Penilaian yang terfokus pada angka atau huruf ini tidak memadai untuk mengukur berbagai aspek penting dalam kehidupan mahasiswa, seperti keterampilan berpikir kritis, kemampuan beradaptasi, dan kepekaan sosial. Nilai akademik cenderung lebih mengutamakan kemampuan menghafal dan menyelesaikan tugas dalam batas waktu tertentu, sementara kemampuan untuk berinovasi dan berkolaborasi tidak mendapatkan ruang yang cukup dalam sistem penilaian yang ada.
Tan Malaka dan Pendidikan yang Membebaskan
Dalam perspektif yang lebih kritis, Tan Malaka, seorang tokoh pemikir Indonesia, menyatakan bahwa pendidikan seharusnya tidak hanya berfokus pada pencapaian intelektual semata, tetapi lebih pada pembebasan manusia. Dalam bukunya Madilog, Tan Malaka mengkritik sistem pendidikan yang hanya berorientasi pada keterampilan teknis dan keilmuan tanpa memperhatikan pembentukan kesadaran sosial dan politik. Menurut Tan Malaka, pendidikan harus berfungsi untuk "membebaskan" individu dari belenggu pengetahuan yang sempit dan memberi mereka kemampuan untuk melihat dunia secara lebih luas, serta mengembangkan potensi diri untuk berkontribusi pada masyarakat.

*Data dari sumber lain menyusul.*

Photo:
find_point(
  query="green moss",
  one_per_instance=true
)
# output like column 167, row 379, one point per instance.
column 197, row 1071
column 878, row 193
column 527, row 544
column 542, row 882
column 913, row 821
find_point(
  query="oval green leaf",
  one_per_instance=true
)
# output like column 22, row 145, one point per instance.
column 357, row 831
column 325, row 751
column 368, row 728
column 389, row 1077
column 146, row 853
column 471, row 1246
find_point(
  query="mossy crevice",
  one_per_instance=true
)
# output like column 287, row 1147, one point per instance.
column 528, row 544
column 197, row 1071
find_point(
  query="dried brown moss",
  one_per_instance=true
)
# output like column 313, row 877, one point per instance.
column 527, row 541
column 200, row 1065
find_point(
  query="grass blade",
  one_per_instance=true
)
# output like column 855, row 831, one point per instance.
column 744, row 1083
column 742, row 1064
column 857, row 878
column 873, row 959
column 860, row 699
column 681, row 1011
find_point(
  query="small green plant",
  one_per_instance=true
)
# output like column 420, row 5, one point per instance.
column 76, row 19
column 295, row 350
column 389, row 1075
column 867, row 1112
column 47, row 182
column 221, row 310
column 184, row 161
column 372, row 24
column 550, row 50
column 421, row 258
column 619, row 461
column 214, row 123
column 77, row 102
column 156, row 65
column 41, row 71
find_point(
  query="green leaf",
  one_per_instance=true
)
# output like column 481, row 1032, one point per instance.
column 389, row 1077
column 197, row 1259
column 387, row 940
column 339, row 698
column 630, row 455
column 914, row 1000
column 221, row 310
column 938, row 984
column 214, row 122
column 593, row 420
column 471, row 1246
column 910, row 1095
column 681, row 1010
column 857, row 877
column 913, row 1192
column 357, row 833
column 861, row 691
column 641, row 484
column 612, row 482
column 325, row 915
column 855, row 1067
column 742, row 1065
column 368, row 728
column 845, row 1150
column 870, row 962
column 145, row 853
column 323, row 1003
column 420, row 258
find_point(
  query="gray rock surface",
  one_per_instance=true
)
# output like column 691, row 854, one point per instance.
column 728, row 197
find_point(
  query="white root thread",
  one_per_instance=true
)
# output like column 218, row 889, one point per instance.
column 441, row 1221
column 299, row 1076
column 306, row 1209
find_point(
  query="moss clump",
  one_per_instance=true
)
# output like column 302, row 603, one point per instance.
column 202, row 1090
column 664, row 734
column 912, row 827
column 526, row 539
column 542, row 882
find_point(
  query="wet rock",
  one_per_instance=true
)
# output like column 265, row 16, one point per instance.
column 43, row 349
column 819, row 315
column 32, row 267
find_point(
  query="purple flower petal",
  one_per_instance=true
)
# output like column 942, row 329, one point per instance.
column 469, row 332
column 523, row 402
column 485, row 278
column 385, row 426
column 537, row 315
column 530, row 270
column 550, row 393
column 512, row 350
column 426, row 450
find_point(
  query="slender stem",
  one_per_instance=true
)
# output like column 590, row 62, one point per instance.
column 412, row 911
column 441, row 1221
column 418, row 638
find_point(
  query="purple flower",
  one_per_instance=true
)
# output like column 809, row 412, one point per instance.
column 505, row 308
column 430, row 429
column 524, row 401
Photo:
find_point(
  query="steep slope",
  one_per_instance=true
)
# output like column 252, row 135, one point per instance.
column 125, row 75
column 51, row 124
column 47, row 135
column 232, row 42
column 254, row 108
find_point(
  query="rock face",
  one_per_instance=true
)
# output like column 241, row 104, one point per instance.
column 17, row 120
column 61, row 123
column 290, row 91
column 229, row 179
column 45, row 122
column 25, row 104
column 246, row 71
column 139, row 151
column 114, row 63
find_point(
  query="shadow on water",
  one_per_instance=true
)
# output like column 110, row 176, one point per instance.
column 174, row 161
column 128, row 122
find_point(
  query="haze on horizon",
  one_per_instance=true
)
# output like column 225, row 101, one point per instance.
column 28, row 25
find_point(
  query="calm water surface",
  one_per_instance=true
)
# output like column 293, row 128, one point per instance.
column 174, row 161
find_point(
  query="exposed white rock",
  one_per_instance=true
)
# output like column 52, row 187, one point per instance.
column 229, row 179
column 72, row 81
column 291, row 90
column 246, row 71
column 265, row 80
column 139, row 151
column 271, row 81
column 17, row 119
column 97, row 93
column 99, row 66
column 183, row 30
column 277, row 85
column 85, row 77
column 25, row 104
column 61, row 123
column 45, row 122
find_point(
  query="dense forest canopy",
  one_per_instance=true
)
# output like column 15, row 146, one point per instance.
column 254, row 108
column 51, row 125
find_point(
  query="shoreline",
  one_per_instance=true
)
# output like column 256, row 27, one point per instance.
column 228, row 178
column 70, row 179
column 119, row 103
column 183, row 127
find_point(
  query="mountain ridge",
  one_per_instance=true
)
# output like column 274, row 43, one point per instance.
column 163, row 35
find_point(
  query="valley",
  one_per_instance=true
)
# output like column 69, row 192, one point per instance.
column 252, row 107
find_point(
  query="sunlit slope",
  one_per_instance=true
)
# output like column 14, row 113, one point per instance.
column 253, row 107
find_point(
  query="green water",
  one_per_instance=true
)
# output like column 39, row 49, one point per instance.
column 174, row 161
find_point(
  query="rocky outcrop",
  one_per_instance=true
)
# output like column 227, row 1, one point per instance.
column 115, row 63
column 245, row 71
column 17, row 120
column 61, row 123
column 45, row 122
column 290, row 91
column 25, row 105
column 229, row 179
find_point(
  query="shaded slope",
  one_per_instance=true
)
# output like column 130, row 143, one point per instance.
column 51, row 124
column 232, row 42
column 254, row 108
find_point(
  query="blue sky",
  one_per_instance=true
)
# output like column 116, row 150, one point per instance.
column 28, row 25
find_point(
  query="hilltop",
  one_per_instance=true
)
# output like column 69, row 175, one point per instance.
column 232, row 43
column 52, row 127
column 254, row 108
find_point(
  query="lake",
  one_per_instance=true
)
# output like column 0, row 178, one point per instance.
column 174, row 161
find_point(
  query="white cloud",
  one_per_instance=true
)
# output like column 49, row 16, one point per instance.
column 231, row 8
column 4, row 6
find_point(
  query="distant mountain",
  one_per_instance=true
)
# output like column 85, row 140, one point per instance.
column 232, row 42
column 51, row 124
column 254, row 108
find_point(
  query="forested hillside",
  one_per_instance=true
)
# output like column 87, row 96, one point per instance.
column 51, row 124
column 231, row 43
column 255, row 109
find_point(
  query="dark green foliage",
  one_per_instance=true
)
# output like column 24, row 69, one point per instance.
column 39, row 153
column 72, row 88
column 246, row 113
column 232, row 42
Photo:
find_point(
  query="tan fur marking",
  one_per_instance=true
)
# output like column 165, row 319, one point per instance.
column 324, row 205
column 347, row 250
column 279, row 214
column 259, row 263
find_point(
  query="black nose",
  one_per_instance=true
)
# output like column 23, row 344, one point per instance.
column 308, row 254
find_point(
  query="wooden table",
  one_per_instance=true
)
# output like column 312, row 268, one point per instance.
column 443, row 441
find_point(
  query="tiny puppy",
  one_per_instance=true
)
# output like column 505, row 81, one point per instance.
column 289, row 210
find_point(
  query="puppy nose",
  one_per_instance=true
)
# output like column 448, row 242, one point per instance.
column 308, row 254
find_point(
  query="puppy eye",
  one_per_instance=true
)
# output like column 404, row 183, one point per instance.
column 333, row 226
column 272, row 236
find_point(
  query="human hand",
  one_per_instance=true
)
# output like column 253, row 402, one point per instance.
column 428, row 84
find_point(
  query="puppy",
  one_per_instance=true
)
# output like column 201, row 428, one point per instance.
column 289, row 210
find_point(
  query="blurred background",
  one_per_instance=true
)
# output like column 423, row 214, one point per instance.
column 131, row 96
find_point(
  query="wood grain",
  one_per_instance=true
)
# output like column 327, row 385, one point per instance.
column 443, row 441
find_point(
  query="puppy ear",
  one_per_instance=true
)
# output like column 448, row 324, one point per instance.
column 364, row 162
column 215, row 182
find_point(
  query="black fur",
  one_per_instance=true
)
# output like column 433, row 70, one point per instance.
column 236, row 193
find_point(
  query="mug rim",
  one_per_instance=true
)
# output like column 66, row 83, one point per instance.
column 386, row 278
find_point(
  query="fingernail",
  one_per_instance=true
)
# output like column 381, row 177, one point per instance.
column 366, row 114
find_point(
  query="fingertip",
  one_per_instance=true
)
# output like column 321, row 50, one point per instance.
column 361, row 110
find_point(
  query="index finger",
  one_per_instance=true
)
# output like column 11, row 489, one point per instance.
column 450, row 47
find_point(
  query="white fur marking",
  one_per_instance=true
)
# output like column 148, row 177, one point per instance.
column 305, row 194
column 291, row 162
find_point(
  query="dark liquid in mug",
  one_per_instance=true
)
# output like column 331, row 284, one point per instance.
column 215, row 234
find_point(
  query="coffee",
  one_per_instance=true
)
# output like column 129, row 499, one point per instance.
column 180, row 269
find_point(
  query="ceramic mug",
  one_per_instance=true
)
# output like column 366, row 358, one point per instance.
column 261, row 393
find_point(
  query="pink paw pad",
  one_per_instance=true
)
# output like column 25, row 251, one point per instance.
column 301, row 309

Pendidikan yang membebaskan ini bukanlah pendidikan yang semata-mata mengukur pencapaian akademik, tetapi lebih pada proses transformasi individu yang mampu melihat dunia dengan cara yang kritis dan inovatif. Tan Malaka menekankan bahwa pendidikan seharusnya mengajarkan mahasiswa untuk mempertanyakan status quo dan mencari solusi untuk masalah-masalah sosial yang ada, bukan hanya untuk mematuhi aturan yang sudah ditetapkan oleh sistem yang ada.
Jika kita mengacu pada pemikiran Tan Malaka, maka nilai akademik sebagai penentu utama kesuksesan mahasiswa perlu dipertanyakan. Pendidikan yang membebaskan tidak hanya mengukur mahasiswa melalui ujian dan tes, tetapi juga melalui kemampuan mereka untuk berpikir kritis, berinovasi, dan memberikan kontribusi kepada masyarakat. Dalam konteks ini, sistem penilaian akademik yang hanya bergantung pada angka dan huruf tidaklah mencerminkan kesuksesan yang sejati.
Dampak Nilai Akademik pada Mahasiswa
Terkadang, kita lupa bahwa nilai akademik yang diterima mahasiswa sering kali berhubungan erat dengan stres dan tekanan yang tinggi. Beberapa mahasiswa bahkan merasa bahwa kegagalan untuk mencapai standar nilai yang tinggi berarti kegagalan dalam hidup mereka secara keseluruhan. Di sisi lain, ada pula yang merasa terjebak dalam sistem pendidikan yang lebih mengutamakan angka daripada pemahaman dan pemikiran kritis. Studi oleh Jonathan Haidt dalam bukunya The Coddling of the American Mind menunjukkan bahwa tekanan akademik yang berlebihan dapat berkontribusi pada masalah kesehatan mental mahasiswa, termasuk kecemasan dan depresi.